After a while two members coming to the door declared that it was becoming unbearable, and carried me away to play whist. "My place is close by," said one, "and if the row becomes hot we shall hear it. It is dreadful to stay there with such an object, and with the certainty of missing one's object after all." As I was inclined to agree with him, I went away and played whist.
But soon a storm of voices reached our ears round the card-table. "They are hard at it now," said one honourable member. "That's So-and-So, by the screech." The yell might have been heard at Kingston, and no doubt was.
"By heavens they are at it," said another. "Ha, ha, ha! A nice house of assembly, isn't it?"
"Will they pitch into one another?" I asked, thinking of scenes of which I had read of in another country; and thinking also, I must confess, that an absolute bodily scrimmage on the floor of the house might be worth seeing.
"They don't often do that," said my friend. "They trust chiefly to their voices; but there's no knowing."
The temptation was too much for me, so I threw down my cards and rushed back to the Assembly. When I arrived the louder portion of the noise was being made by one gentleman who was walking round and round the chamber, swearing in a loud voice that he would resign the very moment the Speaker was seated in the chair; for at that time the house was in committee. The louder portion of the noise, I say, for two other honourable members were speaking, and the rest were discussing the matter in small parties.
"Shameful, abominable, scandalous, rascally!" shouted the angry gentleman over and over again, as he paced round and round the chamber. "I'll not sit in such a house; no man should sit in such a house. ByG——,I'll resign as soon as I see the Speaker in that chair. Sir, come and have a drink of rum and water."
In his angry wanderings his steps had brought him to the door at which I was standing, and these last words were addressed to me. "Come and have a drink of rum and water," and he seized me with a hospitable violence by the arm. I did not dare to deny so angry a legislator, and I drank the rum and water. Then I returned to my cards.
It may be said that nearly the same thing does sometimes occur in our own House of Commons—always omitting the threats of resignation and the drink. With us at home a small minority may impede the business of the house by adjournments, and members sometimes become loud and angry. But in Jamaica the storm raged in so small a teapot! The railway extension was to be but for a mile or two, and I fear would hardly benefit more than the eggs and fowls for which the dark gentleman pleaded.

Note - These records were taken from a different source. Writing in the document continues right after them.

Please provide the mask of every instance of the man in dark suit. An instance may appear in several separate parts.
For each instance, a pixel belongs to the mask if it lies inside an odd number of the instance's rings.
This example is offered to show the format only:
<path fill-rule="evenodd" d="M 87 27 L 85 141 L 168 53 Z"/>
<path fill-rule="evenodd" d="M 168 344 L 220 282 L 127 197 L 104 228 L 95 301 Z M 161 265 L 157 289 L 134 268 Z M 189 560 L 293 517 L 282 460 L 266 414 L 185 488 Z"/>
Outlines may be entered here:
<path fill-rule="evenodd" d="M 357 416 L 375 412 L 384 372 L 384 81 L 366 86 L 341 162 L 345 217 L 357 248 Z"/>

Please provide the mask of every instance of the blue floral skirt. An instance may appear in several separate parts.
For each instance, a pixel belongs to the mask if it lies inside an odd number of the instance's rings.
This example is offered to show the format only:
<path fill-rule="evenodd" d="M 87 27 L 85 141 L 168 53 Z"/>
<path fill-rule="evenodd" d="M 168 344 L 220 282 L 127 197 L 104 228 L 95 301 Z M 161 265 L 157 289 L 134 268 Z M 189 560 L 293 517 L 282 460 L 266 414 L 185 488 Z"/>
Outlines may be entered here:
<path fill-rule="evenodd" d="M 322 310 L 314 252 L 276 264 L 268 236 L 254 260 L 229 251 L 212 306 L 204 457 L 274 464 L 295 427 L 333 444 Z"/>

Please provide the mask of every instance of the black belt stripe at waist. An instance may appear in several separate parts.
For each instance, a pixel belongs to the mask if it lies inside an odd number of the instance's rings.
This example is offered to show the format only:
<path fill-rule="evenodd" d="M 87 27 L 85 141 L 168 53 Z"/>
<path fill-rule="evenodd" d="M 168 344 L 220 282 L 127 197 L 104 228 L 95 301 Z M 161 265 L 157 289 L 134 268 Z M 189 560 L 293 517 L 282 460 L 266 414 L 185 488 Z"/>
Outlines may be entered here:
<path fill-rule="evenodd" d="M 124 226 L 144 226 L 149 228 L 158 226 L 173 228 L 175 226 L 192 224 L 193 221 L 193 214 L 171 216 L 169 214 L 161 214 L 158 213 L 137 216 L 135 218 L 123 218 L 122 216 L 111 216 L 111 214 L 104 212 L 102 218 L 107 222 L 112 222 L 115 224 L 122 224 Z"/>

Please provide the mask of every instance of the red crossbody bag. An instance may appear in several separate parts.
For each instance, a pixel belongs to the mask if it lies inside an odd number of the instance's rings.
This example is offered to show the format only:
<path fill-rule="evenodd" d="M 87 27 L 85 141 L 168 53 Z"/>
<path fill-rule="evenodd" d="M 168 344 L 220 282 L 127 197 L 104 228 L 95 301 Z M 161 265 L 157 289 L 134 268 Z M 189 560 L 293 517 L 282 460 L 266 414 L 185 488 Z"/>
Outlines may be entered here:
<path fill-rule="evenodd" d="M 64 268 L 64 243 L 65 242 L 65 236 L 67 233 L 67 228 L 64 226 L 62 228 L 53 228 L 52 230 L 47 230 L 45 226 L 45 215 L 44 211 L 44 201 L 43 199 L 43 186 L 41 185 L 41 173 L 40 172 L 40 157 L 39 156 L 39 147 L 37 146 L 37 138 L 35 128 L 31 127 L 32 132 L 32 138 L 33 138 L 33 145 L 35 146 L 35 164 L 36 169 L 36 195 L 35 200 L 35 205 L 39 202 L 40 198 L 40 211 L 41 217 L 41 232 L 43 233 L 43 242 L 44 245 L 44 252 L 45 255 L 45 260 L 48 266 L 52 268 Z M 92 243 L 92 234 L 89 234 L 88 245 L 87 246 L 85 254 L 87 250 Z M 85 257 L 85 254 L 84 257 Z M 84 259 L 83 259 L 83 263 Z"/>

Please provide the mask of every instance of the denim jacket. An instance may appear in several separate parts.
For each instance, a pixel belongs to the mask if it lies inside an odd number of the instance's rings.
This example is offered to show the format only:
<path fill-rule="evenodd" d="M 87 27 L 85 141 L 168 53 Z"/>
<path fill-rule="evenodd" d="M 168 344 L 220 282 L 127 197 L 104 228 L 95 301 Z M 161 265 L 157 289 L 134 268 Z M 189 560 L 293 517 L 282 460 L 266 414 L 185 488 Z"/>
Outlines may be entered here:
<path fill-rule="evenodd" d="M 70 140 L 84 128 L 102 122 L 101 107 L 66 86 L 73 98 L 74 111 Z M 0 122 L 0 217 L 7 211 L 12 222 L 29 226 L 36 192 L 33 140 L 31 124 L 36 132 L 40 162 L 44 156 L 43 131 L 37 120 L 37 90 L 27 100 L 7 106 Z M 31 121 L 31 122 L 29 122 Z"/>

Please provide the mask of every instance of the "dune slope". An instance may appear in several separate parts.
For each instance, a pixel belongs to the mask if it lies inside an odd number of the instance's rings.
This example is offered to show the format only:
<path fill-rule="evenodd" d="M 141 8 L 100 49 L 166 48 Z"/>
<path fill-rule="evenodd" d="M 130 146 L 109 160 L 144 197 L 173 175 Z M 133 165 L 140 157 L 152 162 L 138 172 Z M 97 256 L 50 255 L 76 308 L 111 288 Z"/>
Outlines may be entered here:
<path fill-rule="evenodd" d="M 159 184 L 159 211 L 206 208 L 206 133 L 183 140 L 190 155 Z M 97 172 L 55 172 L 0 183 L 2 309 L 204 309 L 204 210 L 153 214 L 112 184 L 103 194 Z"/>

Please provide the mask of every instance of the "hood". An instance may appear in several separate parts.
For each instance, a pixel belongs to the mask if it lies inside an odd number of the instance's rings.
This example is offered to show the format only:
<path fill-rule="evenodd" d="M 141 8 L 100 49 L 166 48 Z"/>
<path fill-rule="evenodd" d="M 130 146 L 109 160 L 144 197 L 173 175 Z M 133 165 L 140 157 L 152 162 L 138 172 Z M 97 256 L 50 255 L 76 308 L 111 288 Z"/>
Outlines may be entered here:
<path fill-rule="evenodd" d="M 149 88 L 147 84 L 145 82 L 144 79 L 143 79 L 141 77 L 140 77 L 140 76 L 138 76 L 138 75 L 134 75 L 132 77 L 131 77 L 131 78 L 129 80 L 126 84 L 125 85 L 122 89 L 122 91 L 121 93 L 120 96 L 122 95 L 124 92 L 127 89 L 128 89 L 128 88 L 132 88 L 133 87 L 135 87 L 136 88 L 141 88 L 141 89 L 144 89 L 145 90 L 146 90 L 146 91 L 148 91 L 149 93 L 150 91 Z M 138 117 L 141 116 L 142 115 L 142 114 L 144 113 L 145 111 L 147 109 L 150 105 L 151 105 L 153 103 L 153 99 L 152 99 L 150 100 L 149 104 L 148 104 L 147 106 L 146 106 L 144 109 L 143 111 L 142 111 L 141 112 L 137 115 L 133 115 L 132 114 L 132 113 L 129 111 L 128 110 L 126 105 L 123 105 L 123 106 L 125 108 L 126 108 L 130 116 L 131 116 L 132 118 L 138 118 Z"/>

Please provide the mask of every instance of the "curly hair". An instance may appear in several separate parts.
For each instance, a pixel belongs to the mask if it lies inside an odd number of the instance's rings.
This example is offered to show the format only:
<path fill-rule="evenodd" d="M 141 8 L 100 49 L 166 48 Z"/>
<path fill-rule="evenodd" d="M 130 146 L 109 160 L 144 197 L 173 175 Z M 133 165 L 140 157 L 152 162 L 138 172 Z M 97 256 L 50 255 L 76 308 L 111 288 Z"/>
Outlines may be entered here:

In heading this chapter I have spoken of the government, and it may be objected to me that in writing it I have written only of the legislature, and not at all of the mode of governing. But in truth the mode of government depends entirely on the mode of legislature.
As regards the Governor himself and his ministers, I do not doubt that they do their best; but I think that their best might be much better if their hands were not so closely tied by this teapot system of Queen, Lords, and Commons.